新たな挑戦
そんな凪の元に入院中のリュカから電話が掛かってきた。
最悪だな、と言われた。
ナギの不調は落車の怪我の影響って事も無さそうだな、と言われた。
こんな集中力を欠いたレースを続けるなら今すぐリタイアしろ、と言われた。
死ぬぞ、と言われた。
アサヒとやらの亡霊にまた怯えているのか? と言われた。
見ないようにするから亡霊を見るんだ。アサヒとやらが気になるなら逃げずにしっかりと見る事だな、と言われた。
リュカが朝陽の名前を出してきた。なぜ?
その事について、リュカは何も答えてくれなかったし、僕もそれ以上の事は聞けなかった。
リュカの口調は厳しくて怖かったけれど、僕の事をリュカが気にして見てくれている事は嬉しかった。
電話ではひたすらリュカの言う事を聞くだけで、自分からは何も言えなかった。
電話を切ってから言われた事をひとつひとつ噛み砕いていった。
こんな集中力を欠いたレースを続けるなら今すぐリタイアしろというのは、最もだと思った。
死ぬぞ、と言うのも大袈裟ではない。
ここで切り替えられないのなら、やめた方がいい。
『アサヒとやらが気になるなら逃げずにしっかりと見る事』
これってどういう事だろう?
僕は一番気になるものをずっと封じ込めて、事実を見ないようにして、逃げてきた。
そうする事で何とかやっていけると思っていたけれど、そうではないのか?
本当はちゃんと考えたかった。なぜあんな事故が起こってしまったのか。映像もしっかり見たかったし、朝陽はどんな気持ちだったのか、そして今どんな気持ちでいるのか。
もうリタイアしてもいいと思った。そのつもりでしっかり考えようと思った。
封じ込めていた朝陽との高校時代の思い出も次々と引き出していった。
涙が止まらない。
朝陽‥‥‥大好きだった朝陽。
事故の後、朝陽はあんなふうに言ってたけれど。僕はあんなふうに言ってしまったけれど‥‥‥
朝陽がそんな危険な観戦をするはずがない。
ましてや、いくら僕たちに嫉妬心を抱いたとしても、故意に事故を起こそうとするはずがない。
朝陽はあんなに自転車レースが、ロードレースが好きなんだから。
考えれは考えるほどそれは確信に変わっていった。
これは朝陽が起こした事故じゃなくて、朝陽も事故に巻き込まれたんだと。
なぜもっと早く気づかなかったのだろう。
あの場で僕は朝陽を勇気づけてあげる事が出来たはずなのに。
あんな事を言って、逆に彼をもっと傷つけてしまっただろう。
ごめん。本当にごめん。
だけど、まだ、きっと僕に出来る事があるはずだ。
走るよ。明日から心を入れ替えて全力で。
翌日、凪はニコに付きたいと監督に申し出た。
これは面白い挑戦になるかもしれないと思った。アシストの血が騒ぐ。
リュカだからいいアシストが出来るんじゃなくて、リュカじゃなくてもいいアシストが出来るって事を証明したい。朝陽にそれを見せてやりたい。

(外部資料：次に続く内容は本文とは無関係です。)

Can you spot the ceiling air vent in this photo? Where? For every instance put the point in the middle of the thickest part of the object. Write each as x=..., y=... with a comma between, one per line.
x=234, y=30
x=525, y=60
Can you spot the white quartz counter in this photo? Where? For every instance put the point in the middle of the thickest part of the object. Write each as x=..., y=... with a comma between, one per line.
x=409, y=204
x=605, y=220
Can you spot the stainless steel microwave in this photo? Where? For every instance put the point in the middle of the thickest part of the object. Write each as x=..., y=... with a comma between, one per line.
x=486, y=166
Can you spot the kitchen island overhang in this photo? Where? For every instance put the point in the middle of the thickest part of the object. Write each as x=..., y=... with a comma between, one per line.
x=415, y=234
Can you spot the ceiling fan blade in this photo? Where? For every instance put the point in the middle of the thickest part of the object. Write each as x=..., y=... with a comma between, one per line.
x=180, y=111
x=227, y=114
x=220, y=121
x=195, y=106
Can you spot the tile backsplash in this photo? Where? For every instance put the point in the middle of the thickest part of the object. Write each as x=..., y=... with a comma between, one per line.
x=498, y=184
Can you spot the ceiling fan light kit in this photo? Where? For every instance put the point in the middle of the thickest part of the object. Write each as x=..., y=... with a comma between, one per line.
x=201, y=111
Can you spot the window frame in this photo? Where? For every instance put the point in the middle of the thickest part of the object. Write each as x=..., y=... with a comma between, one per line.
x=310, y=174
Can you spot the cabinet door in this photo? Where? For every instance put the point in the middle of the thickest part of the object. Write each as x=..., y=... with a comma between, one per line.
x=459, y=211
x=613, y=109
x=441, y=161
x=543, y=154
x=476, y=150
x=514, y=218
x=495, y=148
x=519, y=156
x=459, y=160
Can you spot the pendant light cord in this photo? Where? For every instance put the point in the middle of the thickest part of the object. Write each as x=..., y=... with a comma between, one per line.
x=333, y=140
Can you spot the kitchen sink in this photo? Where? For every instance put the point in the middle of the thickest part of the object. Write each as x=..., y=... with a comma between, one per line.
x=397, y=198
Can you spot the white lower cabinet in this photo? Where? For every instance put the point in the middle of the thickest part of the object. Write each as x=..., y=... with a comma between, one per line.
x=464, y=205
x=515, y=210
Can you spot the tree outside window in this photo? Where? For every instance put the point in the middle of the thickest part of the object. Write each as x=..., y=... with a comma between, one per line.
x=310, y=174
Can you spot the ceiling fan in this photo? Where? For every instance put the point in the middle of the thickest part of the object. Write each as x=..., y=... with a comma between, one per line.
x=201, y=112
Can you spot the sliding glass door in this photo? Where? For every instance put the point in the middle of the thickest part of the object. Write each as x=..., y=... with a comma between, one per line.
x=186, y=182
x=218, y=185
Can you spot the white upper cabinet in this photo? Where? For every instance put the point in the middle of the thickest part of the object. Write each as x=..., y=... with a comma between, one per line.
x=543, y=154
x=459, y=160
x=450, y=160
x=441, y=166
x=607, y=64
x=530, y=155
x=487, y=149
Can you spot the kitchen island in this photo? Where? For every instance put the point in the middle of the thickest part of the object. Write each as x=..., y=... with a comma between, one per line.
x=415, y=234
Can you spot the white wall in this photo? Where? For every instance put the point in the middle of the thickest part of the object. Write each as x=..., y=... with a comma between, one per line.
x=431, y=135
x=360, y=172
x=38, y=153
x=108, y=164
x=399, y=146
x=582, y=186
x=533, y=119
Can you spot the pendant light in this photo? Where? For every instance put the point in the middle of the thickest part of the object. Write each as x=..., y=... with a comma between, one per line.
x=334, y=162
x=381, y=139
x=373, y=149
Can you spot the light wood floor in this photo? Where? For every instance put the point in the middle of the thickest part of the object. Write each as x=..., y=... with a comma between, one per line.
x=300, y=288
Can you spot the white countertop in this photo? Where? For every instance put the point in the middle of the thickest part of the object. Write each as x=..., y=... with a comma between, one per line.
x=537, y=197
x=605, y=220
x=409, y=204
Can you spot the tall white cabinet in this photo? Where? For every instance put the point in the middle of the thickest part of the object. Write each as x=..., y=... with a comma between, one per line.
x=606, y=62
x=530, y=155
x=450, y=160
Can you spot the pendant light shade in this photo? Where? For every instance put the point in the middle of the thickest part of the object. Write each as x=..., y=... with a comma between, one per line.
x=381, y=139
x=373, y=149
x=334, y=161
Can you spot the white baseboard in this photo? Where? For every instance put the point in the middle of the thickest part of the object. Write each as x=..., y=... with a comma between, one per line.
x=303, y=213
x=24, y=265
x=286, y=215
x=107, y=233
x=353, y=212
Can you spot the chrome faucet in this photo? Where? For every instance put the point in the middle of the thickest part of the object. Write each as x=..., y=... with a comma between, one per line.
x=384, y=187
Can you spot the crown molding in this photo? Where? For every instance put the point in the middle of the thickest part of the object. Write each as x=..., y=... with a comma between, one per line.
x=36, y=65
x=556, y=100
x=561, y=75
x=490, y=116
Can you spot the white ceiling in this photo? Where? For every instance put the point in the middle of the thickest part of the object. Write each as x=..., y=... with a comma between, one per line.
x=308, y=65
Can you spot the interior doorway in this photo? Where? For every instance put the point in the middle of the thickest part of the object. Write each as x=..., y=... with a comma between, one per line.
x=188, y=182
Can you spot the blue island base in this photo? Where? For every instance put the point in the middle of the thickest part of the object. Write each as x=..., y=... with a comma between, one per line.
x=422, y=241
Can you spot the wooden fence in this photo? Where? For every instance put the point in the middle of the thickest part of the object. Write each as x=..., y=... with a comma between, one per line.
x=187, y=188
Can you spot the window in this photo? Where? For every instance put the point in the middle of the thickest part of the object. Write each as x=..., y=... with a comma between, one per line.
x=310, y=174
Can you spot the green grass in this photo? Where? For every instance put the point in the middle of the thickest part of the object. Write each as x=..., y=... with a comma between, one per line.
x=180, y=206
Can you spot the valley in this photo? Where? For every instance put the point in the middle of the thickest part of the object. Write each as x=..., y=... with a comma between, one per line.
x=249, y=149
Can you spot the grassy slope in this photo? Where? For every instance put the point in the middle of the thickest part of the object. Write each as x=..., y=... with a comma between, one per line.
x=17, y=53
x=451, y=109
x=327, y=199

それから、あの事故は朝陽が起こした事故じゃなくて、朝陽も巻き込まれた事故なんだっていう事を僕が必ず証明してあげるよ。
朝陽の人生をアシストする事が僕の1つの使命だったじゃないか。今は朝陽にとって、それが一番必要な時だ。
朝陽、待っててね。
さあ、こうなったら少しでもニコの事を多く知らなければならない。
凪は早速ニコをルームメイトにしてもらった。
ニコは6歳も歳下だ。
リュカは僕より5歳上だから、リュカとニコは一回り近く歳の差がある。
21歳といえば、僕が初めてブエルタに出場した歳だ。
あの時、僕は何とか完走したけれど、走るだけで精一杯で何度も転んでチームの為に何も出来なかった。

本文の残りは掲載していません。